Rusya’nın BM Daimi Temsilci Yardımcısı Dmitry Polyanskiy, Rusya’nın tarafı olduğu kritik konu başlıkları ve Türkiye’nin konumuyla ilgili Harici’ye açıklamalarda bulundu.

Rusya’nın BM Daimi Temsilci Yardımcısı Dmitry Polyanskiy, Ermenistan ve Kazakistan’la ikili ilişkilerin geleceği, Kuzey Akım sabotajı, Ukrayna’da barış ihtimali ve Ukrayna krizinde Türkiye’nin konumuna dair Harici’nin sorularını yanıtladı.

Ermenistan Ulusal Meclisi, 3 Ekim tarihinde Uluslararası Ceza Mahkemesinin (UCM) Roma Statüsü’nü onaylamıştı. Bu kararın Rusya-Ermenistan ilişkilerini etkileyebilecek boyutu ise, UCM’nin Rusya Devlet Başkanı Vladimir Putin ve Rusya’nın Çocuk Hakları Komiseri Maria Lvova-Belova hakkında savaş suçu gerekçesiyle yakalama kararı çıkarması olmuşu. 

Yani, senaryoya göre Putin, Roma Statüsü’nü onaylayan Ermenistan’a gittiği takdirde gözaltına alınacak. 

Konuyu değerlendiren Rusya’nın BM Daimi Temsilci Yardımcısı Dmitry Polyanskiy, Rusya’nın ‘geleneksel ve uzun süreli dostluğa’ sahip olduğu Ermenistan’ın bu kararını ‘üzüntüyle karşıladıklarını’ söyledi ve “Bunun Ermenistan’ın güvenliğinin güçlendirilmesine katkı sağlayacağını düşünmüyoruz.

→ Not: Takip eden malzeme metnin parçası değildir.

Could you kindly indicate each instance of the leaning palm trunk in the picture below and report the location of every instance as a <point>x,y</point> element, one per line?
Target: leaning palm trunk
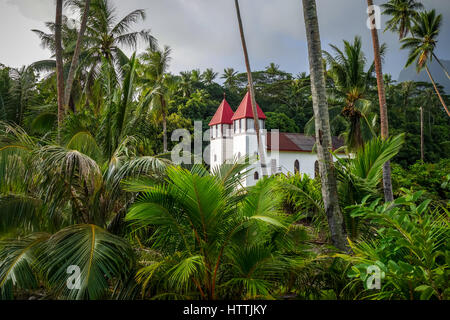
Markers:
<point>322,122</point>
<point>387,181</point>
<point>437,90</point>
<point>252,91</point>
<point>59,63</point>
<point>76,54</point>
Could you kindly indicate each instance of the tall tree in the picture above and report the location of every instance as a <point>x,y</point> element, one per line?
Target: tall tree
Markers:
<point>157,94</point>
<point>323,134</point>
<point>351,84</point>
<point>387,181</point>
<point>251,89</point>
<point>402,13</point>
<point>422,153</point>
<point>59,63</point>
<point>230,77</point>
<point>424,33</point>
<point>76,54</point>
<point>422,44</point>
<point>208,76</point>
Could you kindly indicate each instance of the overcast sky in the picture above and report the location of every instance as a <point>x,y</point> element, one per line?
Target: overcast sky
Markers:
<point>204,33</point>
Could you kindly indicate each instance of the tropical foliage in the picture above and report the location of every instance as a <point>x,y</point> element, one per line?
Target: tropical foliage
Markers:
<point>95,195</point>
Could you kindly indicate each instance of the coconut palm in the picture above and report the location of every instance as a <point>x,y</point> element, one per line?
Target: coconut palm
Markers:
<point>230,77</point>
<point>105,37</point>
<point>59,63</point>
<point>362,175</point>
<point>387,181</point>
<point>322,124</point>
<point>209,76</point>
<point>63,205</point>
<point>77,52</point>
<point>351,84</point>
<point>422,44</point>
<point>402,13</point>
<point>158,84</point>
<point>218,241</point>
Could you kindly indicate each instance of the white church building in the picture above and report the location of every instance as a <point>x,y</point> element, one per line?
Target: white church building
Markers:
<point>233,136</point>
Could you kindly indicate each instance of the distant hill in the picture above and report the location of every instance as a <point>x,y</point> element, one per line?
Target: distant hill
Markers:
<point>410,74</point>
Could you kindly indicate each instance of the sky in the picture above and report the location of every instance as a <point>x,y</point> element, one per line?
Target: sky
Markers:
<point>204,33</point>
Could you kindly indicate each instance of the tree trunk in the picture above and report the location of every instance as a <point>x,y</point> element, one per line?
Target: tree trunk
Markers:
<point>442,66</point>
<point>76,54</point>
<point>422,154</point>
<point>164,116</point>
<point>437,91</point>
<point>387,181</point>
<point>261,150</point>
<point>323,132</point>
<point>59,64</point>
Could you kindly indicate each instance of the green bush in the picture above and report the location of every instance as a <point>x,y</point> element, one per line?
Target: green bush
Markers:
<point>430,177</point>
<point>410,247</point>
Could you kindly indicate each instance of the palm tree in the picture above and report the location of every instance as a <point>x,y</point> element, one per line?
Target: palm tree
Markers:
<point>209,76</point>
<point>387,181</point>
<point>76,54</point>
<point>59,63</point>
<point>422,44</point>
<point>63,204</point>
<point>104,38</point>
<point>323,135</point>
<point>261,151</point>
<point>426,26</point>
<point>219,242</point>
<point>158,91</point>
<point>402,13</point>
<point>230,77</point>
<point>351,83</point>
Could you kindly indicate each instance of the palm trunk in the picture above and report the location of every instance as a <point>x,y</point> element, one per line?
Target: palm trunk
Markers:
<point>261,150</point>
<point>76,54</point>
<point>422,154</point>
<point>437,91</point>
<point>323,132</point>
<point>59,64</point>
<point>387,181</point>
<point>164,116</point>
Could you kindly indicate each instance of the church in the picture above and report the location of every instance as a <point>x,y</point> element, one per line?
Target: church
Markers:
<point>233,136</point>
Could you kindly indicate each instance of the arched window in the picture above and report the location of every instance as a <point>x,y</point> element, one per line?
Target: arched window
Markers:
<point>316,169</point>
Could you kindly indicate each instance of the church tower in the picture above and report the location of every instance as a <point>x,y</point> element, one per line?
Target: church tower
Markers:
<point>245,141</point>
<point>221,134</point>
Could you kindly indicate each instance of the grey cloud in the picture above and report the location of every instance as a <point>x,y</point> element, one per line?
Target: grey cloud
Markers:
<point>204,33</point>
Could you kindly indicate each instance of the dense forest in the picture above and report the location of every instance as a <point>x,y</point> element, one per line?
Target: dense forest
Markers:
<point>86,181</point>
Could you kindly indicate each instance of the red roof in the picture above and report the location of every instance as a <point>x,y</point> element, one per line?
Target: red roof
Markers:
<point>298,142</point>
<point>245,109</point>
<point>223,114</point>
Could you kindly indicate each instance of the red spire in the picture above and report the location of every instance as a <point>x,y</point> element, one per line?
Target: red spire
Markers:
<point>245,109</point>
<point>223,114</point>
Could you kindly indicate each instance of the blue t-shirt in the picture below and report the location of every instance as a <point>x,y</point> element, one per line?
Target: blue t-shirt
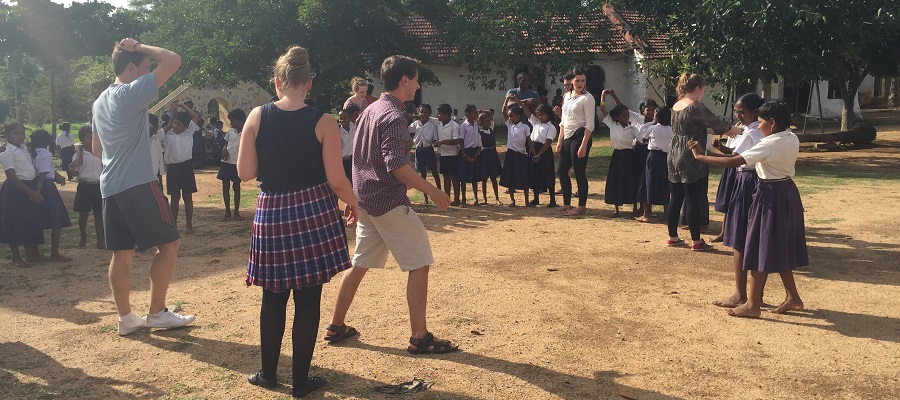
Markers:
<point>120,119</point>
<point>522,95</point>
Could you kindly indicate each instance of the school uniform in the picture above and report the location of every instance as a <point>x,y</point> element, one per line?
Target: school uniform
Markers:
<point>489,161</point>
<point>622,178</point>
<point>517,163</point>
<point>228,165</point>
<point>18,214</point>
<point>542,175</point>
<point>87,194</point>
<point>425,134</point>
<point>449,152</point>
<point>178,148</point>
<point>468,171</point>
<point>776,233</point>
<point>53,213</point>
<point>655,189</point>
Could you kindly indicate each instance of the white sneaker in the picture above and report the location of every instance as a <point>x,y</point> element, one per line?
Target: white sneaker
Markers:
<point>130,323</point>
<point>166,319</point>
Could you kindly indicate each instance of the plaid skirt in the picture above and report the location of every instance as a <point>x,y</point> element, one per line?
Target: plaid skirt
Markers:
<point>298,240</point>
<point>776,234</point>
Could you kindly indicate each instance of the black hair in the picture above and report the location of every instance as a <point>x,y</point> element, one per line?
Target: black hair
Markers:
<point>664,116</point>
<point>237,115</point>
<point>775,110</point>
<point>40,139</point>
<point>751,101</point>
<point>85,132</point>
<point>394,68</point>
<point>617,110</point>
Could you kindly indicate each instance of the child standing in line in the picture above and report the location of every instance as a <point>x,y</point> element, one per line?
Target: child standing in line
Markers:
<point>542,173</point>
<point>178,147</point>
<point>471,149</point>
<point>775,234</point>
<point>489,160</point>
<point>87,169</point>
<point>448,146</point>
<point>228,167</point>
<point>348,128</point>
<point>157,136</point>
<point>53,213</point>
<point>425,131</point>
<point>515,167</point>
<point>19,199</point>
<point>622,179</point>
<point>65,145</point>
<point>655,190</point>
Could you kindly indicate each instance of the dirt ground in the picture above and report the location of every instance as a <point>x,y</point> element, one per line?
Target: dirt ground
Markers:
<point>544,307</point>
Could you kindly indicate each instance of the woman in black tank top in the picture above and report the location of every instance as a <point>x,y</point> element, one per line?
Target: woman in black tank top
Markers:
<point>298,242</point>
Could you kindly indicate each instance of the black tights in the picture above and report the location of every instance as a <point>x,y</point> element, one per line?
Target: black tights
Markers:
<point>272,317</point>
<point>568,159</point>
<point>691,195</point>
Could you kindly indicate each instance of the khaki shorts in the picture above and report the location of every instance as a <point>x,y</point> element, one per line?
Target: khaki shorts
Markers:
<point>400,232</point>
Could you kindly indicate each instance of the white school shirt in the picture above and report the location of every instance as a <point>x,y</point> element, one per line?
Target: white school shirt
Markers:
<point>543,131</point>
<point>449,131</point>
<point>233,139</point>
<point>749,137</point>
<point>156,152</point>
<point>19,159</point>
<point>91,167</point>
<point>621,137</point>
<point>425,133</point>
<point>660,137</point>
<point>517,137</point>
<point>65,139</point>
<point>774,155</point>
<point>578,111</point>
<point>179,147</point>
<point>346,141</point>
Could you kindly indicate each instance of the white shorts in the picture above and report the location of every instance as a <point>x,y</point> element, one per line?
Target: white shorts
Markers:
<point>400,232</point>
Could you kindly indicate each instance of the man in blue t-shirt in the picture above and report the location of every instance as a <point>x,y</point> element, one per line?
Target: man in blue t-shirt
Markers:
<point>135,212</point>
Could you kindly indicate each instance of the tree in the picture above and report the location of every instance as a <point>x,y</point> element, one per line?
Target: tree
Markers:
<point>797,39</point>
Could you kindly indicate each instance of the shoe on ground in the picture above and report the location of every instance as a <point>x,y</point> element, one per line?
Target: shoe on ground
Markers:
<point>130,323</point>
<point>166,319</point>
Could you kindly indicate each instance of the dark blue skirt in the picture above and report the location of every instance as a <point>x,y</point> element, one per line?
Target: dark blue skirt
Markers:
<point>655,187</point>
<point>622,178</point>
<point>542,175</point>
<point>641,153</point>
<point>19,216</point>
<point>735,230</point>
<point>776,234</point>
<point>53,213</point>
<point>489,163</point>
<point>468,171</point>
<point>515,170</point>
<point>726,188</point>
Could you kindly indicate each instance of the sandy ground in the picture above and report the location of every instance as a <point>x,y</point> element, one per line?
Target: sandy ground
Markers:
<point>619,316</point>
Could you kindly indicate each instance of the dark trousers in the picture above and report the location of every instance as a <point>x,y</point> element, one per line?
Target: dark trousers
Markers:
<point>272,316</point>
<point>693,197</point>
<point>569,159</point>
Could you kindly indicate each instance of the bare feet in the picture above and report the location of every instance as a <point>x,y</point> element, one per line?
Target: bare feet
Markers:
<point>576,211</point>
<point>788,305</point>
<point>744,311</point>
<point>734,301</point>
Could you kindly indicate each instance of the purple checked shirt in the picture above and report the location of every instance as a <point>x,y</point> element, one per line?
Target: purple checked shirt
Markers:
<point>382,145</point>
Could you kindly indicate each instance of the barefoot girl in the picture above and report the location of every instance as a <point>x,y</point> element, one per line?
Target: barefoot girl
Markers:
<point>776,235</point>
<point>53,214</point>
<point>515,167</point>
<point>19,198</point>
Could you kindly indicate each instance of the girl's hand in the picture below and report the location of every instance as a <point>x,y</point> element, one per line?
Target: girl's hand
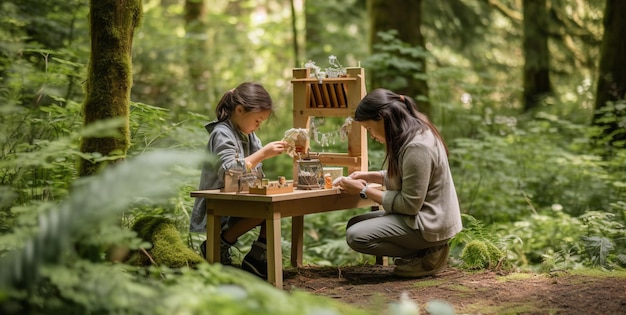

Ermenilerin doğru tercihi yapabilecek, ilişkilerimizi çok karmaşık hale getirecek bazı hatalar yapmayacak kadar bilgeliğe sahip olduklarından kesinlikle eminiz” açıklamasında bulundu.

Kuzey Akım: ‘Ana görev ABD’nin sorumluluktan kurtarılması’

Kuzey Akım sabotajıyla ilgili Birleşmiş Milletler nezdinde ‘ABD’nin sorumluluktan kurtarılması amacıyla’ bir ‘bekletme haliyle’ karşılandıklarını söyleyen Polyanskiy, sürece dair son durumu şu ifadelerle anlattı:

Bu konuyu Güvenlik Konseyi’nde tartıştık ve defalarca gündeme getirdik. Genel Sekreterin isteğiyle bağımsız uluslararası soruşturma fikrini destekledik. Bu karar Güvenlik Konseyi’ndeki meslektaşlarımız tarafından desteklenmedi ve çoğu Batılı ülkeler olmak üzere bazıları bunun farkında oldukları halde Almanya, İsveç ve Danimarka soruşturmalarına zaman vermemiz gerektiği konusunda ısrar ediyorlar.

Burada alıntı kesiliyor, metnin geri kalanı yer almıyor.